The University of Sheffield
Programme Regulations Finder

HST6043   Burying the White Gods: Indigenous people in the early modern colonial world   (15 credits)

 
Year Running: 2018/2019
Credit level: F7

Description

Since the flowering of postcolonialism, scholars have fought to reconstruct the complexity and significance of Indigenous peoples and to remove them from an imperial framework that casts them as passive victims of historical events. In the early American world, this greater sensitivity to Indigenous agendas and actions has led increasingly to meetings between Native peoples and Europeans being explained in terms of encounter, negotiation and accommodation, rather than simple conquest. This module will consider the diverse historiographical, methodological and political issues which impact on Indigenous histories in colonial contexts, from postcolonialism to the New Philology and the New Indian History, the rise of activist histories, and the politicisation of the Indigenous past.

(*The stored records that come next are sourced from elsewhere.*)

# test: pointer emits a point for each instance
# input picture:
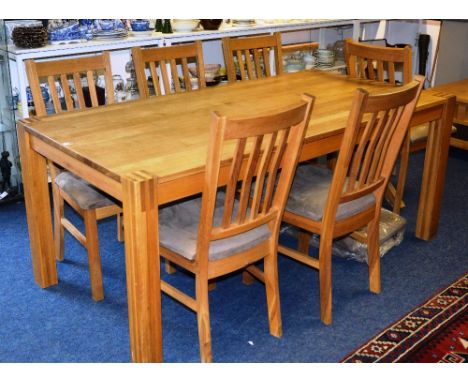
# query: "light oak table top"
(168, 136)
(150, 152)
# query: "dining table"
(146, 153)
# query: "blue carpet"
(63, 324)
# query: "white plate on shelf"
(140, 33)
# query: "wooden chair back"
(252, 56)
(166, 65)
(76, 73)
(270, 143)
(376, 128)
(377, 62)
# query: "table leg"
(38, 211)
(140, 211)
(435, 164)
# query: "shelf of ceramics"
(293, 25)
(76, 48)
(17, 55)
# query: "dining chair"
(75, 78)
(168, 68)
(226, 229)
(336, 203)
(250, 57)
(155, 61)
(392, 65)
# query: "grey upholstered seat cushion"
(85, 195)
(178, 231)
(309, 194)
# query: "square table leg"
(433, 179)
(38, 211)
(140, 211)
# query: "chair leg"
(203, 318)
(373, 254)
(58, 227)
(325, 277)
(120, 228)
(303, 242)
(94, 260)
(168, 267)
(270, 273)
(402, 174)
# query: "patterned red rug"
(436, 331)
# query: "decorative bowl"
(106, 25)
(140, 25)
(27, 37)
(184, 25)
(211, 24)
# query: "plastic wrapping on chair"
(392, 229)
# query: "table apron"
(84, 171)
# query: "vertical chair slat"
(92, 88)
(165, 77)
(248, 63)
(66, 91)
(391, 130)
(266, 61)
(231, 186)
(262, 171)
(240, 61)
(258, 67)
(155, 77)
(175, 76)
(185, 71)
(273, 170)
(355, 165)
(369, 158)
(391, 115)
(251, 167)
(362, 67)
(391, 73)
(370, 69)
(247, 182)
(365, 146)
(79, 90)
(54, 94)
(380, 71)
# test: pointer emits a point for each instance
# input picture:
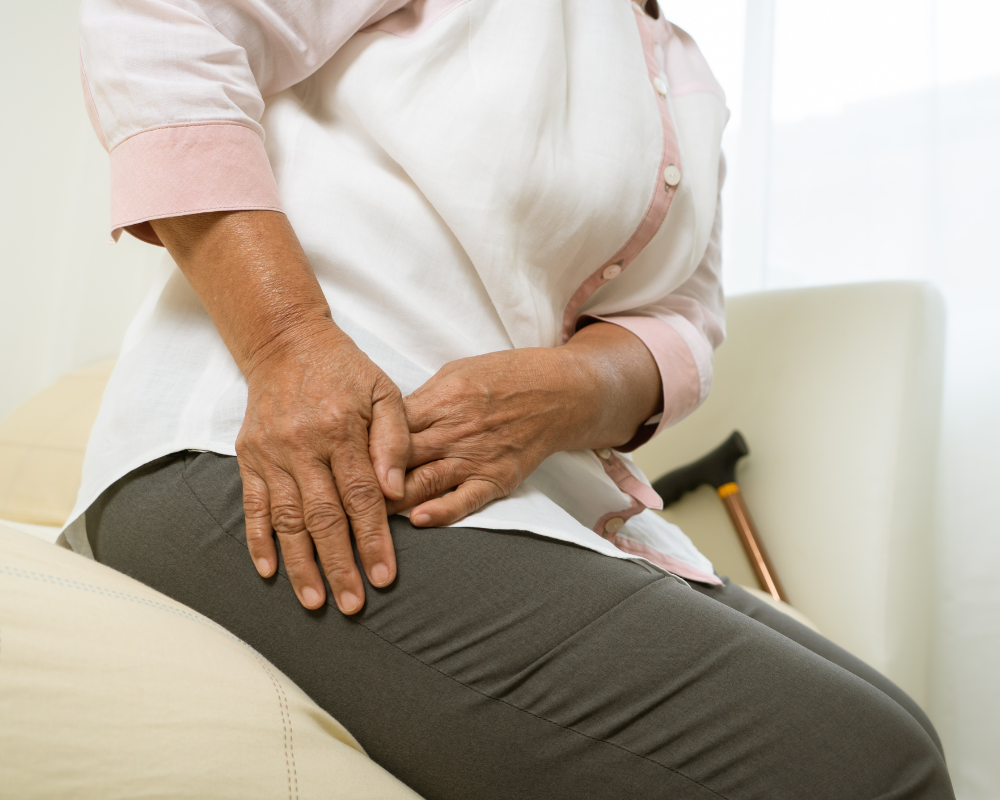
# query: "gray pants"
(504, 665)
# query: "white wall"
(66, 295)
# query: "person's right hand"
(324, 441)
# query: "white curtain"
(865, 145)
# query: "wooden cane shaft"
(738, 513)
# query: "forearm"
(253, 278)
(616, 383)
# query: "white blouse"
(466, 176)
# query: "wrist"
(299, 332)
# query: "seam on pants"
(472, 688)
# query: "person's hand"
(481, 425)
(324, 441)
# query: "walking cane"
(718, 469)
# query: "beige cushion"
(42, 445)
(109, 689)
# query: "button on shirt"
(465, 176)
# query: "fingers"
(257, 510)
(428, 481)
(389, 440)
(288, 521)
(326, 523)
(466, 499)
(363, 500)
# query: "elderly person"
(439, 266)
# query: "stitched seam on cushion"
(293, 777)
(287, 726)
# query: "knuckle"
(287, 518)
(339, 569)
(362, 498)
(322, 517)
(298, 565)
(255, 506)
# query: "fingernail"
(380, 574)
(310, 596)
(349, 602)
(395, 478)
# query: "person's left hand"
(482, 425)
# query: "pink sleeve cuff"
(679, 374)
(188, 169)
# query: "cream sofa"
(108, 689)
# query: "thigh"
(737, 598)
(503, 665)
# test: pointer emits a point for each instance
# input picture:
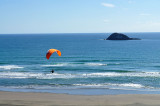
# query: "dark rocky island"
(119, 36)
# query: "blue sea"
(89, 65)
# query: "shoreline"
(52, 99)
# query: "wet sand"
(50, 99)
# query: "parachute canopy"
(51, 51)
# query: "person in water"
(52, 71)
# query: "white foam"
(9, 67)
(34, 75)
(95, 64)
(108, 85)
(75, 75)
(55, 65)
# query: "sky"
(79, 16)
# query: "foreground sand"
(49, 99)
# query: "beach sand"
(50, 99)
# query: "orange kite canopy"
(51, 51)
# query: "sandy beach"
(50, 99)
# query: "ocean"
(89, 65)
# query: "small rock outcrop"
(119, 36)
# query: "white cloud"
(108, 5)
(144, 14)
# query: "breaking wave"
(9, 67)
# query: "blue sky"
(79, 16)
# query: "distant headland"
(120, 36)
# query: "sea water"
(88, 65)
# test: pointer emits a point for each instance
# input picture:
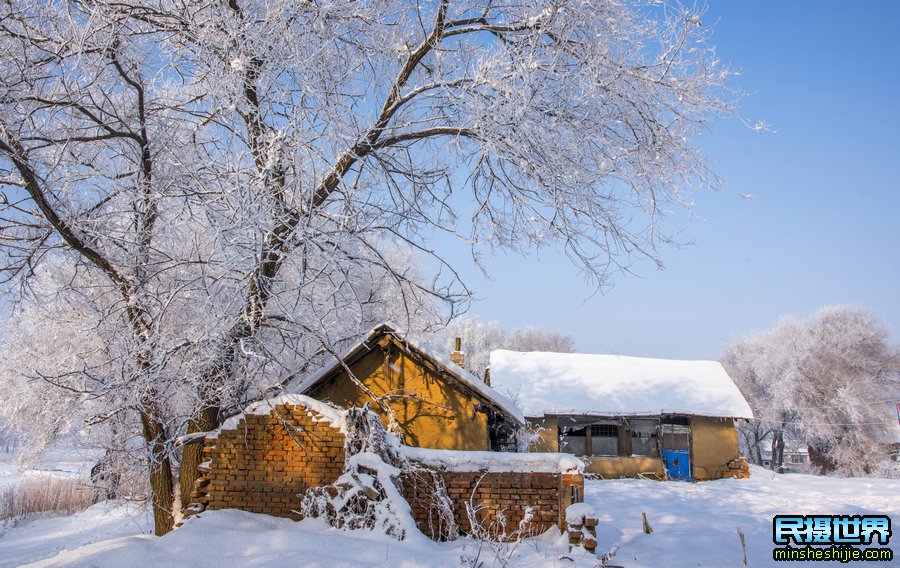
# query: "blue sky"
(822, 226)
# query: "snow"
(577, 383)
(70, 462)
(576, 513)
(694, 525)
(216, 539)
(460, 374)
(452, 460)
(334, 416)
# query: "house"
(628, 416)
(434, 402)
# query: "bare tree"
(828, 382)
(222, 179)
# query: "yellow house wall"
(714, 443)
(432, 411)
(546, 430)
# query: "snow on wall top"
(496, 462)
(578, 383)
(334, 416)
(460, 374)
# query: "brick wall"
(490, 493)
(265, 462)
(268, 461)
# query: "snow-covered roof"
(322, 410)
(443, 361)
(577, 383)
(454, 460)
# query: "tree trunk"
(162, 487)
(778, 450)
(192, 454)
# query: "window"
(644, 437)
(571, 441)
(604, 440)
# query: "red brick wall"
(548, 494)
(267, 462)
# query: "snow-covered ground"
(693, 525)
(72, 462)
(696, 524)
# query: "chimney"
(458, 356)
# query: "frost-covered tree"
(480, 338)
(829, 381)
(220, 180)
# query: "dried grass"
(46, 494)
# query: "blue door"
(676, 451)
(678, 464)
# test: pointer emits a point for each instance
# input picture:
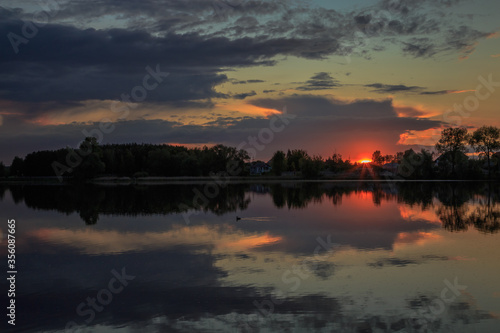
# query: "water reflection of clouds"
(207, 275)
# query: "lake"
(255, 257)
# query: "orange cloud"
(424, 138)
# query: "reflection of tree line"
(91, 201)
(458, 205)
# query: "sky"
(324, 76)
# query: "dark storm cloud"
(319, 81)
(68, 64)
(391, 88)
(419, 47)
(71, 64)
(234, 81)
(317, 119)
(245, 95)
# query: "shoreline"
(151, 181)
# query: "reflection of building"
(259, 167)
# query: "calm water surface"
(303, 257)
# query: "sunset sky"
(353, 76)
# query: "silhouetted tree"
(311, 166)
(17, 167)
(453, 141)
(377, 157)
(91, 164)
(486, 140)
(293, 159)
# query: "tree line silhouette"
(92, 159)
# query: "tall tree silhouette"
(486, 140)
(453, 141)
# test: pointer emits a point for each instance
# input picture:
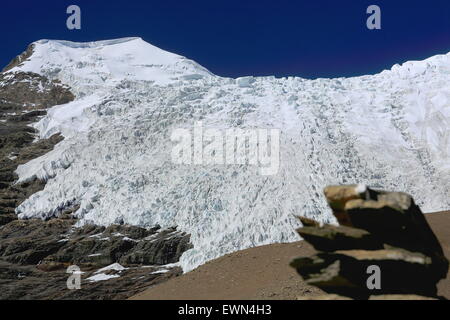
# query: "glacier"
(389, 130)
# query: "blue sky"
(311, 39)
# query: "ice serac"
(388, 131)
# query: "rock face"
(383, 234)
(35, 255)
(24, 98)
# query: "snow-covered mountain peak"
(91, 66)
(389, 131)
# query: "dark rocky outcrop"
(23, 100)
(377, 228)
(35, 255)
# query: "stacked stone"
(382, 246)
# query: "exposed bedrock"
(35, 254)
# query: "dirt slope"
(264, 273)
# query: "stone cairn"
(383, 248)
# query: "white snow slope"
(389, 130)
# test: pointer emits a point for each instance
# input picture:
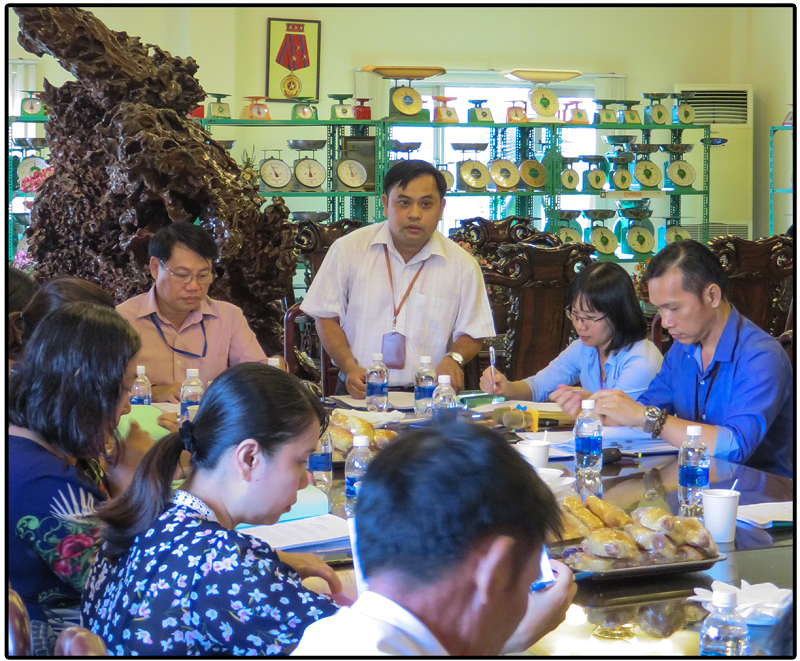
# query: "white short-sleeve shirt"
(448, 300)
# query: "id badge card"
(394, 350)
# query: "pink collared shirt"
(230, 339)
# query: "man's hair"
(194, 237)
(403, 172)
(699, 267)
(431, 496)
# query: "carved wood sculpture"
(127, 161)
(538, 278)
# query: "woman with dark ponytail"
(173, 576)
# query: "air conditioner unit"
(728, 110)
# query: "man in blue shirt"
(722, 372)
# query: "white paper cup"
(536, 452)
(720, 507)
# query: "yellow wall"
(657, 47)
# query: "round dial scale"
(475, 174)
(681, 173)
(504, 173)
(532, 173)
(309, 172)
(640, 239)
(351, 173)
(647, 174)
(604, 240)
(570, 179)
(275, 173)
(676, 233)
(544, 102)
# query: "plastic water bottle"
(354, 469)
(377, 384)
(588, 439)
(141, 392)
(693, 463)
(191, 392)
(424, 385)
(444, 397)
(724, 632)
(320, 463)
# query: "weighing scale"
(645, 171)
(256, 109)
(31, 105)
(602, 238)
(569, 177)
(362, 111)
(217, 109)
(533, 174)
(473, 176)
(504, 174)
(304, 111)
(340, 110)
(655, 113)
(478, 114)
(405, 103)
(603, 114)
(568, 230)
(594, 179)
(275, 173)
(629, 115)
(682, 113)
(308, 174)
(678, 174)
(444, 113)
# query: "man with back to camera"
(358, 298)
(180, 326)
(723, 372)
(450, 525)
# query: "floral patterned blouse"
(190, 587)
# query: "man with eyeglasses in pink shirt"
(180, 326)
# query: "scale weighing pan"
(313, 216)
(306, 145)
(619, 139)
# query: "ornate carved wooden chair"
(313, 240)
(537, 278)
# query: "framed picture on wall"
(292, 59)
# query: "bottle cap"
(723, 599)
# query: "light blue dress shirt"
(747, 391)
(629, 370)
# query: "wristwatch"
(456, 356)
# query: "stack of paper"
(767, 515)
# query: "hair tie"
(187, 436)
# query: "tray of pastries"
(601, 541)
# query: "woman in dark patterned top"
(172, 575)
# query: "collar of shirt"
(150, 305)
(372, 604)
(434, 246)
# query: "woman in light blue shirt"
(611, 351)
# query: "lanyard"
(183, 353)
(391, 284)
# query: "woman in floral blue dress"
(173, 576)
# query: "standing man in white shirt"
(450, 525)
(401, 288)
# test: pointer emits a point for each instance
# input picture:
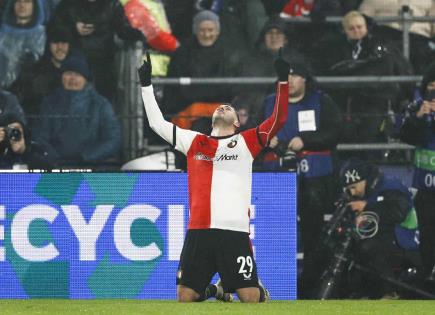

We will centre Native perspectives and voices, and consider the challenges and opportunities of the complex alphabetic, material and oral records available for the study of Indigenous histories. Taking the invasion of Mexico as a case study -  but also drawing on other imperial contexts - this module recognises Indigenous histories as the product of diverse, vibrant, often still-living cultures, and seeks to illuminate the places and perspectives of Native peoples in colonial history and historiography.

 

Reading List


Please click here for reading list.
 

Teaching Methods

Delivery Type Hours
Independent 139.0
Seminar 10.0
Tutorial 1.0
 

Methods of assessment

Assessment Type Duration % of formal assessment Semester
Course Work 0.0 100 % S2
 

Teaching methods and assessment displayed on this page are indicative for 2024-25.